Cet ouvrage rassemble treize articles en français, dont six sont issus de communications présentées dans le cadre de l'atelier " Récit de voyage " dirigé par Jean Viviès lors du congrès de la Société des Anglicistes de l'Enseignement Supérieur en 2002. Les articles sont précédés d'une introduction très claire et pertinente de Jean Viviès qui a dirigé le volume, ainsi que d'un court texte de J.M.G. Le Clézio qui nous rappelle l'attrait pour lui et certains écrivains dont Joseph Conrad, de la mer, " l'absolu de l'aventure ". Cet ouvrage est le deuxième numéro de la collection écritures du voyage, faisant suite à un précédent recueil, Lignes d'horizon (2002), portant sur une sélection de récits de voyage de la littérature anglaise. Lignes de fuite élargit par conséquent le spectre littéraire, permettant l'inclusion d'articles consacrés à Mark Twain et Kate Chopin. Jean Viviès nous propose un cheminement chronologique du XVIIe au XXe siècle, qui, du journal " fatras " de John Locke au récit de propagande de Salman Rushdie en passant par le voyage allégorique et spirituel de Bunyan et le réinvestissement poétique du schème du voyage chez les Romantiques (Lord Byron, Dorothy Wordsworth), ne cesse de réaffirmer la plasticité formelle et l'hybridité du récit de voyage. En dépit de l'hétérogénéité des écrivains, des contextes et des textes eux-mêmes, une cohérence naît des échos d'un article à l'autre, révélant les problématiques majeures qui sous-tendent ce genre protéiforme.

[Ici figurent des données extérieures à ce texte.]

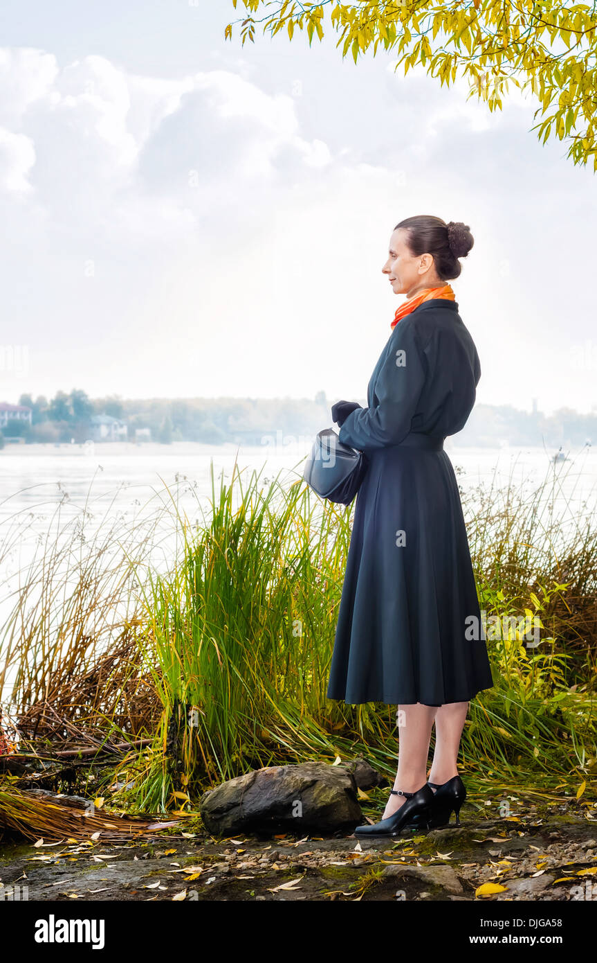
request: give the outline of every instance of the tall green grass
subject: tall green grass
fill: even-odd
[[[175,574],[146,587],[138,638],[163,712],[155,746],[128,769],[136,801],[167,807],[250,768],[338,755],[365,756],[391,776],[394,708],[325,695],[352,509],[323,503],[300,480],[264,483],[236,466],[230,484],[216,487],[212,475],[211,485],[211,515],[197,531],[185,526]],[[544,551],[539,579],[552,574]],[[508,598],[491,545],[483,553],[488,616],[541,617],[566,589],[521,576],[526,590]],[[572,791],[594,775],[594,678],[571,688],[573,657],[544,623],[541,635],[536,649],[515,630],[488,643],[496,685],[473,701],[461,743],[479,785],[523,778]]]
[[[395,707],[326,698],[353,508],[264,470],[235,464],[226,482],[211,465],[198,518],[164,483],[149,525],[102,508],[89,534],[89,500],[60,538],[48,530],[0,627],[0,701],[22,745],[130,742],[106,791],[152,811],[261,766],[364,756],[393,777]],[[471,794],[585,782],[594,796],[597,520],[560,497],[562,474],[462,492],[482,609],[543,626],[536,648],[516,630],[488,640],[495,686],[461,742]],[[28,525],[3,526],[0,560]]]

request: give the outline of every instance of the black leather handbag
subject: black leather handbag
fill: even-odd
[[[340,505],[354,500],[367,470],[367,458],[340,441],[334,429],[318,431],[303,478],[322,498]]]

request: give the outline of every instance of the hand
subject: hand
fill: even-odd
[[[332,405],[332,421],[341,428],[351,411],[361,407],[357,402],[336,402]]]

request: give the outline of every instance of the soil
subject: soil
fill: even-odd
[[[510,797],[511,798],[511,797]],[[574,804],[495,819],[466,803],[460,825],[395,840],[289,834],[218,840],[189,823],[120,845],[0,844],[0,899],[597,901],[597,819]],[[476,895],[484,883],[504,889]]]

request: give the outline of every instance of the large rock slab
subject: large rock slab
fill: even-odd
[[[253,769],[204,793],[199,812],[216,836],[352,832],[362,820],[354,774],[327,763]]]
[[[455,896],[460,896],[464,891],[462,884],[451,866],[401,866],[390,863],[384,869],[383,876],[410,876],[432,886],[440,886]]]

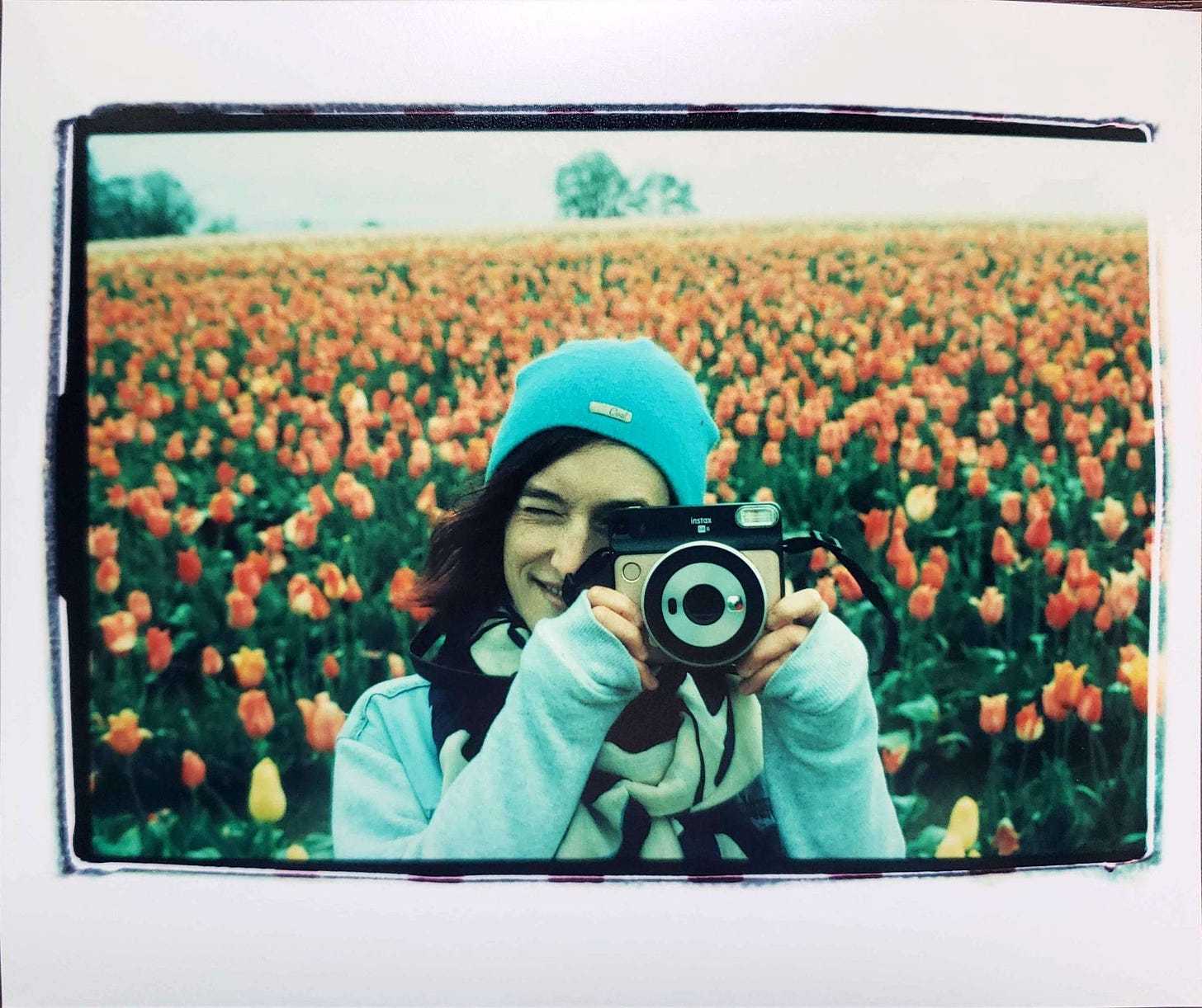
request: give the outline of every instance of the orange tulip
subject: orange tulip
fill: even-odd
[[[1090,684],[1081,692],[1077,700],[1077,716],[1087,724],[1096,724],[1102,720],[1102,691]]]
[[[334,563],[319,563],[316,577],[327,598],[338,600],[346,595],[346,579]]]
[[[267,656],[262,648],[248,648],[245,644],[238,652],[230,656],[234,679],[243,690],[258,686],[267,675]]]
[[[905,513],[912,521],[927,521],[935,513],[938,494],[935,487],[911,487],[905,495]]]
[[[969,477],[968,490],[970,497],[983,497],[989,493],[989,473],[977,466]]]
[[[248,598],[257,598],[263,590],[262,567],[255,562],[240,560],[233,565],[233,586]]]
[[[195,547],[175,554],[175,575],[184,584],[196,584],[202,572],[201,555]]]
[[[910,595],[910,615],[916,620],[929,620],[935,612],[939,592],[930,585],[918,585]]]
[[[183,781],[184,787],[196,791],[196,788],[204,783],[206,773],[204,761],[190,748],[185,748],[179,761],[179,779]]]
[[[221,652],[212,644],[206,644],[204,650],[201,651],[201,672],[206,675],[216,675],[224,667],[225,660],[221,657]]]
[[[117,556],[120,532],[112,525],[96,525],[88,530],[88,554],[97,560]]]
[[[100,630],[105,636],[105,646],[114,655],[129,654],[138,639],[137,620],[125,609],[101,616]]]
[[[275,712],[262,690],[248,690],[238,698],[238,717],[252,739],[263,738],[275,727]]]
[[[1124,622],[1135,615],[1139,604],[1139,573],[1138,571],[1111,571],[1109,580],[1106,583],[1106,606],[1111,610],[1112,618],[1117,622]]]
[[[1061,703],[1057,696],[1055,682],[1047,682],[1040,694],[1043,716],[1049,721],[1064,721],[1069,716],[1070,706]]]
[[[902,764],[905,763],[905,758],[910,752],[910,746],[904,742],[893,748],[881,750],[881,763],[885,765],[885,773],[893,776],[898,770],[902,769]]]
[[[319,693],[311,700],[297,700],[300,716],[304,720],[304,736],[315,752],[333,752],[338,733],[346,723],[346,715],[331,698],[329,693]]]
[[[1081,477],[1081,485],[1085,488],[1085,496],[1094,501],[1101,500],[1106,485],[1106,475],[1102,472],[1101,461],[1094,455],[1078,458],[1077,475]]]
[[[1014,735],[1022,742],[1035,742],[1043,738],[1043,718],[1030,703],[1014,715]]]
[[[969,604],[976,607],[977,613],[981,614],[982,622],[996,624],[1001,622],[1001,618],[1005,615],[1006,596],[993,585],[989,585],[981,592],[980,598],[970,598]]]
[[[1097,523],[1097,527],[1102,530],[1102,535],[1112,543],[1118,542],[1119,537],[1131,525],[1127,521],[1126,508],[1123,507],[1123,502],[1114,500],[1114,497],[1107,497],[1102,511],[1095,512],[1090,517]]]
[[[108,730],[100,736],[100,740],[108,742],[113,752],[133,756],[142,742],[153,736],[153,732],[138,727],[137,714],[125,708],[120,714],[108,715]]]
[[[933,587],[935,591],[939,591],[944,586],[944,580],[946,579],[946,577],[947,574],[945,573],[944,568],[934,560],[928,559],[923,561],[922,572],[918,575],[918,580],[922,584]]]
[[[1052,544],[1052,523],[1046,514],[1040,514],[1023,533],[1023,542],[1035,551],[1047,549]]]
[[[1008,818],[999,821],[998,828],[993,833],[993,840],[990,841],[994,849],[1002,858],[1008,858],[1018,851],[1018,841],[1019,833],[1014,829],[1014,824]]]
[[[849,602],[858,602],[864,597],[864,590],[859,586],[859,583],[851,575],[851,571],[841,563],[832,568],[831,575],[839,587],[839,595]]]
[[[209,518],[220,525],[228,525],[233,521],[233,508],[237,497],[233,490],[222,488],[209,499]]]
[[[1006,727],[1006,703],[1010,700],[1007,693],[998,693],[993,697],[980,697],[981,714],[978,723],[981,730],[987,735],[996,735]]]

Claire Larsonneur et Jean Viviès mettent ainsi en évidence l'aporie à laquelle est confronté l'écrivain voyageur dont la langue est inapte à rendre compte du réel : " ce dont je parle est ce que mon lexique peine à désigner ". De cette impossibilité à dire l'étranger naît une recherche enthousiasmante et créatrice de multiples " lignes de fuite " pour citer Gilles Deleuze. Plusieurs articles, à propos de Locke, Dickens ou Lawrence, se penchent sur la tension entre littérarité et littéralité, dénotation et connotation, description et abstraction, et révèlent par le biais de micro-lectures méticuleuses que la valeur documentaire ne prive pas d'une saveur et d'une énergie littéraires, et inversement que les stratégies littéraires n'excluent pas l'intérêt géographique ou ethnographique. Il faut noter ici la spécificité de l'ouvrage contesté de Salman Rushdie, Le Sourire du Jaguar, dont Madelena Gonzalez nous montre qu'il s'affranchit du référent pour " faire du pays visité une colonie de l'imagination ", récupérer une culture étrangère et l'assimiler à un modèle occidental. Une telle reconfiguration ne saurait s'apparenter à la transfiguration qu'analysent finement Matthew Graves et Isabelle Keller à propos du processus deleuzien de déterritorialisation/reterritorialisation chez Chatwin et Durrell, qui suppose ici une reconstruction de l'espace identitaire. La tension extérieur/intérieur est abordée dans plusieurs articles qui nous rappellent combien le voyage vers l'ailleurs est aussi un retour sur soi (Chopin), une aventure d'exploration intérieure (Chatwin), un cheminement spirituel (Bunyan). L'ouvrage se conclut par une bibliographie sélective sur la littérature de voyage fort utile à laquelle on adjoindra sans hésitation le présent recueil. - Vanessa GUIGNERY (février 2004)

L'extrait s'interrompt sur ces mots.